The Cron Scheduler at Scale

Recurring Work

Nightly reports, hourly syncs, and per minute health rollups all repeat on a schedule. A single machine running the unix cron daemon is simple but fragile. If that machine is down at the trigger time, the run is silently missed.

Make It Highly Available

Run the scheduler on several nodes for redundancy. But now two nodes might both fire the same schedule, causing a duplicate run. Coordinate them:

Leader election so only the elected node fires schedules.
Distributed lock keyed by schedule name and fire time, so only the first node to grab the lock runs it.

Exactly One Firing

Key the lock or dedup record on the schedule plus the scheduled minute, not the wall clock arrival. Then even if two nodes wake at slightly different moments, they compete for the same slot and only one wins.

Catching Up

Decide what happens after downtime. Should a missed nightly run catch up when the scheduler returns, or skip to the next slot?
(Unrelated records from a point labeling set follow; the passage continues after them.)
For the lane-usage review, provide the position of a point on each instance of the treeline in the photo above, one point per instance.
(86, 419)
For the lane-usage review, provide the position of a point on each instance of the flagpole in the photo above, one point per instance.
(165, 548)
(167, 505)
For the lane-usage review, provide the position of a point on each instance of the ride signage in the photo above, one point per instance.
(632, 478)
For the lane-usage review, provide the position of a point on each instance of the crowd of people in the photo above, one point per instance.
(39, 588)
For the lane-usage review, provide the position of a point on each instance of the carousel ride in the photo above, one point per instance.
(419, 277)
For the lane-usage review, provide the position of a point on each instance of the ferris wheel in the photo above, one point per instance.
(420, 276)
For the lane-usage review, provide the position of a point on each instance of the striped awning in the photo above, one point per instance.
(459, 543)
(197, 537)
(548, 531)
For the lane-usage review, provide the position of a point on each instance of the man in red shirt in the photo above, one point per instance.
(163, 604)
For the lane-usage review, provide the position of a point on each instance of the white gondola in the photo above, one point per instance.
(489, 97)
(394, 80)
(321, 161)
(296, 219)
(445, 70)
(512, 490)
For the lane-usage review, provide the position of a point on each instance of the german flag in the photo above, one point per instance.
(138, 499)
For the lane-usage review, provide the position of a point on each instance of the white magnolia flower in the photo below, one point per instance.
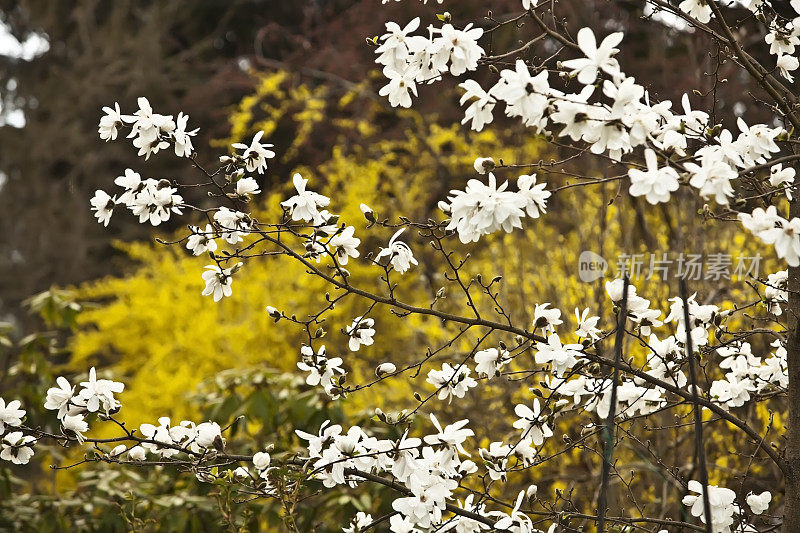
(489, 362)
(201, 241)
(183, 138)
(385, 368)
(160, 435)
(150, 131)
(256, 154)
(232, 224)
(480, 110)
(458, 48)
(344, 245)
(399, 88)
(525, 96)
(16, 448)
(247, 186)
(103, 206)
(451, 381)
(482, 209)
(358, 523)
(786, 65)
(75, 425)
(261, 460)
(721, 501)
(304, 205)
(399, 253)
(393, 51)
(561, 357)
(321, 369)
(209, 435)
(10, 415)
(360, 332)
(132, 182)
(545, 318)
(218, 281)
(775, 291)
(110, 123)
(60, 397)
(97, 393)
(655, 184)
(781, 177)
(759, 502)
(587, 326)
(137, 453)
(529, 423)
(597, 57)
(534, 194)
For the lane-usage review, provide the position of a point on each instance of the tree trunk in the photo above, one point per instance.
(791, 518)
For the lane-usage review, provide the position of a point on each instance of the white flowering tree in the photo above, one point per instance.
(698, 357)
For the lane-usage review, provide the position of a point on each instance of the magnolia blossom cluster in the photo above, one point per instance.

For idempotent reports, catch up. For time sensitive alerts, skipping is safer.

Separate Trigger From Work

The scheduler should only enqueue a job, not run it. Workers do the heavy lifting, so a slow job never delays the next firing.

Key idea

A scalable cron scheduler runs redundantly but uses a lock keyed on the scheduled time so each occurrence fires exactly once, only enqueuing work.